On Wed, Sep 19, 2018 at 02:20:34PM +0900, Michael Paquier wrote:
> On Tue, Sep 18, 2018 at 04:15:42PM +0900, Kyotaro HORIGUCHI wrote:
>> My latest patch tries to remove the window by imposing all
>> responsibility to apply config file changes to the shared FPW
>> flag on the checkpointer. RecoveryInProgress() is changed to be
>> called prior to UpdateFullPageWrites on the way doing that.
>
> I still need to look at that in details. That may be better than what I
> am proposing. At quick glance what I propose is more simple, and does
> not need enforcing a checkpoint using SIGINT.
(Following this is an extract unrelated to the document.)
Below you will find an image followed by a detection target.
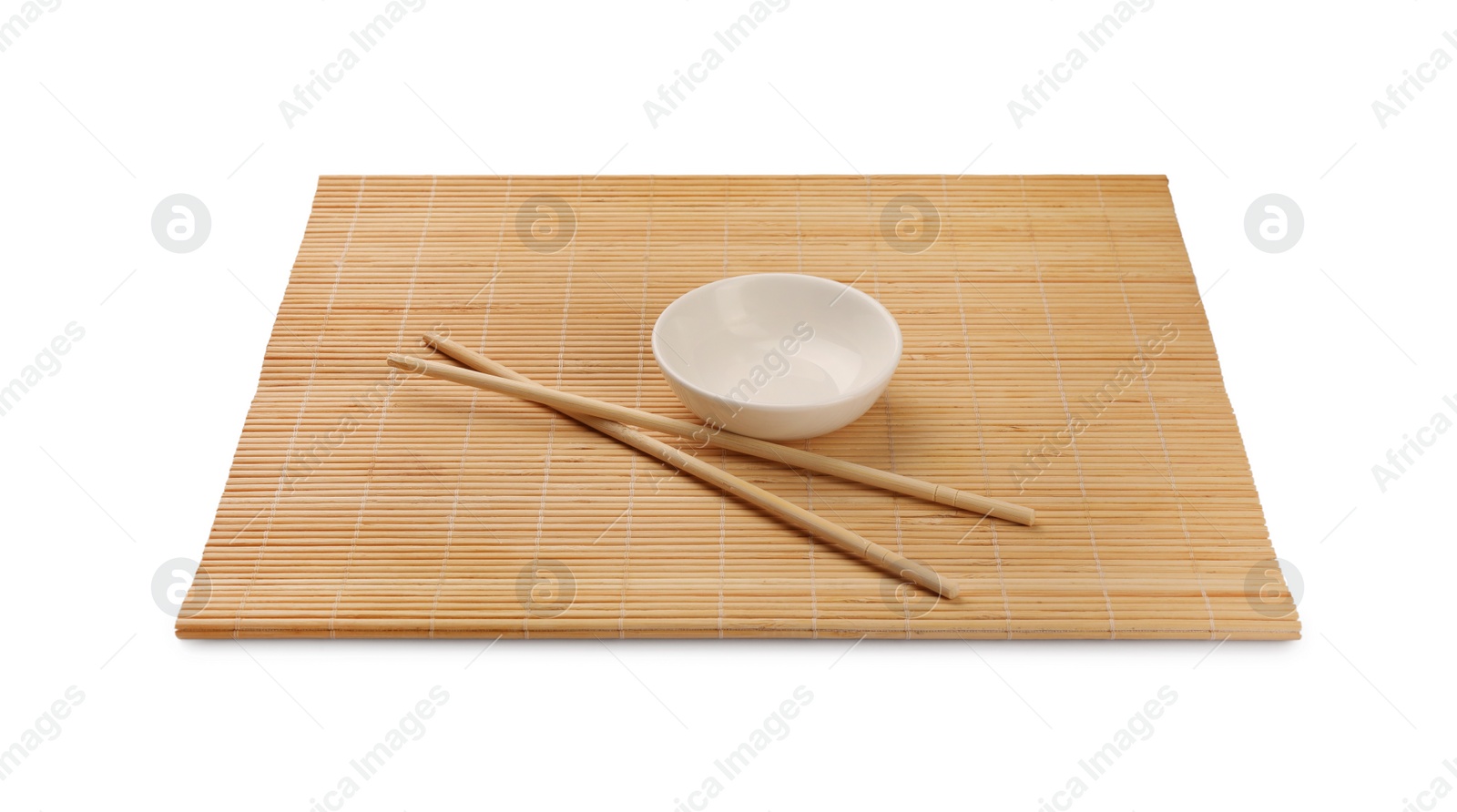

I have finally looked at the patch set from Horiguchi-san here:
https://www.postgresql.org/message-id/20180828.193436.253621888.horiguchi.kyotaro@lab.ntt.co.jp
And actually this is very close to what my proposal does, except for a
couple of caveats. Here are my notes:
1) The issue with palloc() happening in critical sections is able to go
away, by making the logic behind UpdateFullPageWrites() more complicated
than necessary. With the proposed patch, UpdateFullPageWrites() never
gets called by the checkpointer until the startup process has done its
business. I would have believed that keeping the check to
RecoveryInProgress() directly in UpdateFullPageWrites() makes the logic
more simple. That's actually what my proposal does. With your patch,
it would be even possible to add an assertion so as this never gets
called while in recovery.
2) At the end of recovery, if there is a crash before the checkpointer
is able to update the shared parameters it needs to work on
away, then no XLOG_CHANGE_PARAMETER record is generated. This is not a
problem for normal cases, but there is one scenario where this is a
problem: at the end of recovery if the bgwriter is not started, then the
startup process creates a checkpoint by itself, and it would miss the
record generation.
3) SIGINT is abused of, in such a way that the checkpointer may generate
two checkpoints where only one is needed post-recovery.
4) SyncRepUpdateSyncStandbysDefined() would get called even without
SIGHUP being reached. This feels also like a future trap waiting to
bite as well.
When I see your patch, I actually see the same kind of logic as what I
propose which is summarized in two points, and that's a good thing:
a) Avoid the allocation in the critical section.
b) Avoid two processes to call UpdateFullPageWrites at the same time.
Now the points mentioned above make what you are proposing weaker in my
opinion, and 2) is an actual bug, side effect of the proposed patch.
--
Michael